TWO former presidents of Zambia Rupiah Banda and Dr. Kenneth David Kaunda have been described as heroes of Africa, joining Aden Abdullah Osman Daar of Somalia, Abdoulaye Wade of Senegal and Nigeria’s Goodluck Jonathan.
According to the United Kingdom publication, African Leadership Magazine, Mr Banda and Dr. Kaunda were heroes and ranked among the continents top five heroes of democracy.
This is as a result of the manner they have promoted democratic principles of governance by accepting defeat in elections and avoid bloodshed.
Zambia has dominated the five-man list of African heroes of Democracy with founding President Dr Kaunda and fourth President Banda taking a fair share of praise for their statesmanship to hand over power peacefully.
The magazine has also added former Nigerian President Jonathan, who was three days ago defeated in an election by opposition leader Muhammadu Buhari.
The magazine described Dr.
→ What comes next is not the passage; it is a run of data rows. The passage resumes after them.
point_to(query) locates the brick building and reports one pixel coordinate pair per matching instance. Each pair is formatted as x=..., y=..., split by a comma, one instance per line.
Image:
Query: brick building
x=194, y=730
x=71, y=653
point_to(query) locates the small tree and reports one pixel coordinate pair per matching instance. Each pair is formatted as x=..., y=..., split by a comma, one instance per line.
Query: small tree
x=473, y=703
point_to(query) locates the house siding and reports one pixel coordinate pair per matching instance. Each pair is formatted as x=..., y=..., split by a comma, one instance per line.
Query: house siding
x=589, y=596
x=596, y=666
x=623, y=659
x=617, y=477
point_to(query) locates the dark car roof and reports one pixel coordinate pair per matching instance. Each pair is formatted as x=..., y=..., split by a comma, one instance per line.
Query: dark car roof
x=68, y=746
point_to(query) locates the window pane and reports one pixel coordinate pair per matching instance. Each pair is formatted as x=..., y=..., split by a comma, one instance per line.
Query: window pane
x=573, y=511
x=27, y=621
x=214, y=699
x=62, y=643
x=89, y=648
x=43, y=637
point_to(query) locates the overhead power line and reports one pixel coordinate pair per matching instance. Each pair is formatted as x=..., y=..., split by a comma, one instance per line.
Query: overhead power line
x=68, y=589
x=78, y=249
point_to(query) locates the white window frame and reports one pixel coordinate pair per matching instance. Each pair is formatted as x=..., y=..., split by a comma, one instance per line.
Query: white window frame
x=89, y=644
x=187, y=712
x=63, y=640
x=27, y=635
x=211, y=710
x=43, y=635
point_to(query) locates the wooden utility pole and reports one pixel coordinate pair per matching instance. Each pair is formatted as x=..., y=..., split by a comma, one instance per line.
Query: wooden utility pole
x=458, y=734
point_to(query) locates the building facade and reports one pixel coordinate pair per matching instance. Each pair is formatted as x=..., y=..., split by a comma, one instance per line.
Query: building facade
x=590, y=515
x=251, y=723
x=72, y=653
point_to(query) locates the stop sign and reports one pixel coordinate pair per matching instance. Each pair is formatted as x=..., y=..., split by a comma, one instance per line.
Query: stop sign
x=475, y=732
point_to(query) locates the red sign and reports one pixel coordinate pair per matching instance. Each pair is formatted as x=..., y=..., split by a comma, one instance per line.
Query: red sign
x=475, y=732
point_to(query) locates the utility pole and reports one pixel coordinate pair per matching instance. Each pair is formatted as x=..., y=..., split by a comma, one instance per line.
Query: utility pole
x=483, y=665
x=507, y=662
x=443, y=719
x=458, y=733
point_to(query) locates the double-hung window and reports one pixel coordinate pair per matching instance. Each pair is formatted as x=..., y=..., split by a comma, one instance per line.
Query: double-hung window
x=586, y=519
Kaunda as a fighter who led a team of young men and women to the struggle for the independence of Zambia from the British and colonial rule.
“ Dr. Kaunda broke away from the African National Congress (ANC) after he was dissatisfied with Harry Mwaanga Nkumbula’s leadership forming his own Zambian African National Congress (ZANC), before becoming the head of the United National Independence Party (UNIP).
“He was the first President of the independent Zambia. From 1968, all political parties except UNIP were banned. At the same time, Dr Kaunda oversaw the acquisition of majority stakes in key foreign-owned companies,” the magazine reads.
The oil crisis of 1973 and a slump in export revenues put Zambia in a state of economic crisis attracting international pressure which finally forced Dr Kaunda to change the rules that had kept him in power.
The magazine also stated that this led to multi-party elections in 1991, in which Dr Frederick Chiluba, the leader of the Movement for Multiparty Democracy, won.
“Dr. Kaunda being the leader of Zambia since independence could have rigged or might have not taken the outcome of the election but surprisingly he stepped down and accepted defeat, shocking the whole world,” he said.
The magazine also said Mr. Banda was a great leader and a promoter of democracy in the manner he handled the election results in 2011 after losing to late president Michael Sata of the Patriotic Front.
“He was appointed as Vice-President by President Levy Mwanawasa in October 2006, following the latter’s re-election. He took over Mwanawasa’s presidential responsibilities after Mwanawasa suffered a stroke in June 2008, and following Mwanawasa’s death in August 2008, he became acting President. As the candidate of the governing MMD, he narrowly won the October 2008 presidential election,” the magazine said. Aden Abdullah Osman Daar was the first president of Somalia who saved that country from July 1, 1960 to June 10, 1967.
In the 1967 presidential election, Daar was defeated by Abdirashid Ali Shermarke, his former prime minister and his term as president ended on June 10, 1967.
Daar accepted the loss graciously, making history as the first head of state in Africa to peacefully hand over power to a democratically elected successor. Abdoulaye Wade of Senegal was fourth on the continent to accept defeat after losing in 2012 in a controversial election and this was after the country’s National Assembly approved a constitutional amendment increasing the length of the presidential term to seven years.
Nigeria’s Jonathan ends the list of African heroes after he accepted defeat to General Bukari early this week.
Prior to his role as President, he served as Governor of Bayelsa State from 2005 to 2007 and as Vice-President of Nigeria from 2007 to 2010.